Japanese Maple Borer Infestation (other?)

Asked August 22, 2017, 12:05 PM EDT

This prize Japanese maple appeared to be healthy, thriving tree we have had for 15 years or more, when we left on vacation 10 days ago. The first pic shows the canopy, while the second and third are the trunk and a major branch showing multiple small holes with sawdust residue surrounding them. Yesterday a pest control maintenance person advised this looks like a borer infestation, the tree cannot be saved (although most of the smaller branches are green inside when broken, and the tree should be removed immediately to prevent potential infection of another prize Japanese maple on the other side of my house. Can the tree be saved or should I remove it immediately? Thanks in advance for your consideration and assistance. Sincerely,

Montgomery County Maryland

1 Response

We viewed your photos. We notice different size holes and so you may be dealing with different borers. Borers are secondary pests and are not the primary reason for decline. They tend to get into weakened or dying trees. Most likely the tree has been stressed for a while. Some reasons for stress and weakened trees include poor drainage, drought, poor soils, root damage, planting too deeply, changes in soil grade, etc.

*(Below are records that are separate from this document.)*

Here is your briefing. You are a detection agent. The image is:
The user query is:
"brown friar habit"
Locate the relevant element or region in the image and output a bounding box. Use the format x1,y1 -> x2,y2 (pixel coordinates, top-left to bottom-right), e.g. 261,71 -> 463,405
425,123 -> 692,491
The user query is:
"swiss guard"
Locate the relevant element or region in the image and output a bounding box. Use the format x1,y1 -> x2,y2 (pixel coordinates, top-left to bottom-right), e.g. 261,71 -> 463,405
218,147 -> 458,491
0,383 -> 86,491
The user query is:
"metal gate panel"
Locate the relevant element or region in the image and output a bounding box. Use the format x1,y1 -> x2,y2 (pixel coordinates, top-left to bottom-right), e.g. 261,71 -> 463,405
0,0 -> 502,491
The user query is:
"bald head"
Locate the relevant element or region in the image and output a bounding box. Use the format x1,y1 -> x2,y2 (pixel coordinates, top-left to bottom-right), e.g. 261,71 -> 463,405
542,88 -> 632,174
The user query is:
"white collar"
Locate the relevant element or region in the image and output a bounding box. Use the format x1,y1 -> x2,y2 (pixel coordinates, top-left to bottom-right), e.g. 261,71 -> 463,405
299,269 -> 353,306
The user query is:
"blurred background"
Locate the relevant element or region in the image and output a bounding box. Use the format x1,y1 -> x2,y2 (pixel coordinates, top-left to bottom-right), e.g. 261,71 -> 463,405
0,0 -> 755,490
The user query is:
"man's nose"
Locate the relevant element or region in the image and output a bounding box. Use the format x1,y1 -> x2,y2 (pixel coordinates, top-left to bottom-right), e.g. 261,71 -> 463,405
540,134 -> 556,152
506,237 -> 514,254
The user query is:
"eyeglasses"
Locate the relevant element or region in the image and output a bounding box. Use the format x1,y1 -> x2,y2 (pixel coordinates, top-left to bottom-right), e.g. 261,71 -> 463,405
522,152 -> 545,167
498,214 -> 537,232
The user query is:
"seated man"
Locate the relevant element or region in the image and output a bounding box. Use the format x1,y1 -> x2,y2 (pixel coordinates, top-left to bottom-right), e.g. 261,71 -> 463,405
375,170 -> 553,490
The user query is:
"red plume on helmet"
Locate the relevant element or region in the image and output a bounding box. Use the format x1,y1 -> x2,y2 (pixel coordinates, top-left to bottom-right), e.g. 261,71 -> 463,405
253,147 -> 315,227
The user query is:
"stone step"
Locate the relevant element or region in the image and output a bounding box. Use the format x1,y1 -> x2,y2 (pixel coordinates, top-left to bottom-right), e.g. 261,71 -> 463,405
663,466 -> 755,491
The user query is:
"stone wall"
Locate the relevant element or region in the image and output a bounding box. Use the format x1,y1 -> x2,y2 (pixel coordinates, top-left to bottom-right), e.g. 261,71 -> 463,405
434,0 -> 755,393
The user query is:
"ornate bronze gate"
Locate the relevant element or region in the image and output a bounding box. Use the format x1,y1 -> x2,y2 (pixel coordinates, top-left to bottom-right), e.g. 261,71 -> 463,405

See our publication on these types of problems http://extension.umd.edu/sites/default/files/_images/programs/hgic/Publications/HG86%20Common%20Abio...

If the leaves are crispy , we recommend that you remove the tree. As long as the other tree is healthy, the tree should be fine. Make sure the other tree is watered during dry periods and make sure mulch is no thicker than several inches and kept away from the base of the trunk.